BAGHDAD The leaders of Iraq's two largest political blocs held talks on Saturday for the first time since an inconclusive March election, but there was no sign of a breakthrough on the country's next government.
Prime Minister Nuri al-Maliki and Iyad Allawi, leader of the winning Sunni-backed Iraqiya alliance, met under tight security at the office of the Council of Ministers, after weeks of sniping over who had the right to try to form the government.
Iraq's new parliament is to sit for the first time on Monday.
Allawi's cross-sectarian Iraqiya coalition narrowly won the March 7 vote with the heavy backing of Iraq's once-dominant Sunni minority.
But he faces being sidelined by a Shi'ite tie-up of Maliki's second-placed State of Law and the third-placed Iraqi National Alliance, which includes firebrand anti-U.S. cleric Moqtada al-Sadr.
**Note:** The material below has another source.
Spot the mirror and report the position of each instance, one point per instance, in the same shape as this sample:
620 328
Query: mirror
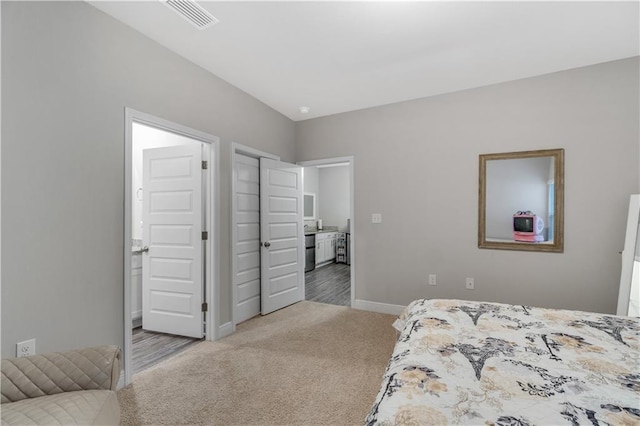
521 201
309 206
Allawi, a secular Shi'ite and former prime minister, has warned Iraq risks a return to full-blown sectarian warfare if Iraqiya is denied the right to lead the government.
But some of his Sunni allies fear they risk being locked out of a governing coalition completely if Allawi continues to insist on heading the government. The new Shi'ite alliance is still four seats short of a majority.
"This meeting opens the door for another meeting between the two sides and that meeting will further close the distance between them," said State of law official Ali al-Dabbagh, who is also the spokesman of Maliki's outgoing government.
"It's not fair for people to expect that one meeting will solve all problems," he said on state-run Iraqiya television, adding that all sides agreed it was important for Allawi's Iraqiya to be included in the next government in some way.
Analysts caution it could yet be weeks or months before a government is in place, meaning Iraq might be effectively rudderless as the U.S. military ends combat operations in August ahead of a full withdrawal next year.
U.S. forces plan to cut troop numbers from just under 90,000 to 50,000 by September 1.
Washington says it will press ahead despite the political deadlock, with overall violence down sharply from the height of sectarian bloodshed in 2006-07.
The past two months, however, have seen a rise in casualties from insurgent attacks as militants try to exploit the power vacuum.